Content area
Full Text
(ProQuest: ... denotes non-USASCII text omitted.)
Introduction
Throughout history the Khyber Pass has served as a corridor connecting the Indo-Pak Subcontinent with Afghanistan and Central Asia. The strategic importance and location of this Pass has given the people of Khyber and their land worldwide fame and recognition. It has always remained the focus of attention for historians, writers, strategic analysts and tourists. Through this Pass travelled trade caravans carrying trade between the Indian Sub-continent and Central Asia, as well as the invading armies of conquerors from Darius to Ahmad Shah Abdali.
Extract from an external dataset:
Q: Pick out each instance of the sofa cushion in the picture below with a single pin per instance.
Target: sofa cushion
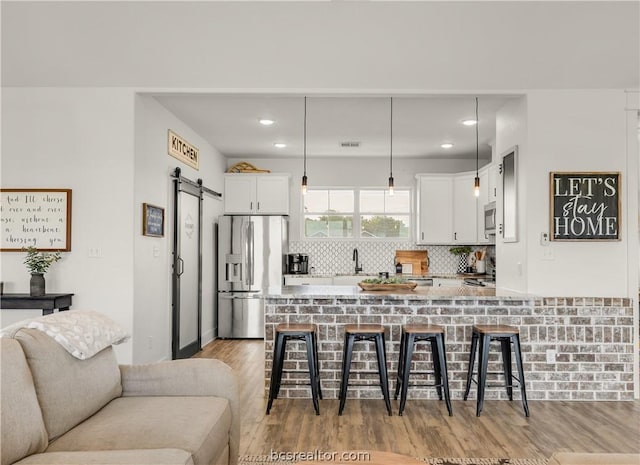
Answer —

The Khyber Pass is a historic passage through the Safed Koh Mountains which are a far southeastern extension of the Hindu Kush Range. Going northwest from the eastern end in Pakistan, the pass starts from a village called Shâdi Bagiar (Bagiarai) near Jamrud (15 km west of Peshawar) and ends west of Torkham in Afghanistan, a winding road of 48 kilometres (29.81 miles).1 The section of the Pass situated in Pakistan is 36 kilometres (22!4 miles) in length from Jamrud to Torkham, from where the Pass exits at Haft Chah onto the Dakka Plain in Afghanistan. The actual pass is 5 kilometres inside Pakistan at Landi Kotal. It connects the northern frontier of Pakistan with Afghanistan and is one of the most famous mountain passes in the world, crowned as 'Monarch of the Passes' by Major General A.C. Robertson2 and the 'most historic of all the passes of the world' by James W. Spain.3
Ironically, this world famous pass bears a name which is of obscure and uncertain origin. Some believe the word Khyber has a Semitic origin. Others relate it to the Khyber of Arabia. A recent research conducted by an American sociologist and anthropologist, Gene D. Matlock, reverses the earlier views about its origin and claims exactly the opposite of the old theories about the origin of the word Khyber. We will try to analyze all the available information including the old classical works of history and the new research conducted by people like Matlock to try and reach a conclusion about the etymology of the word Khyber, the name of the most historic and world famous pass and now part of a political agency on the western frontier of Pakistan.
The...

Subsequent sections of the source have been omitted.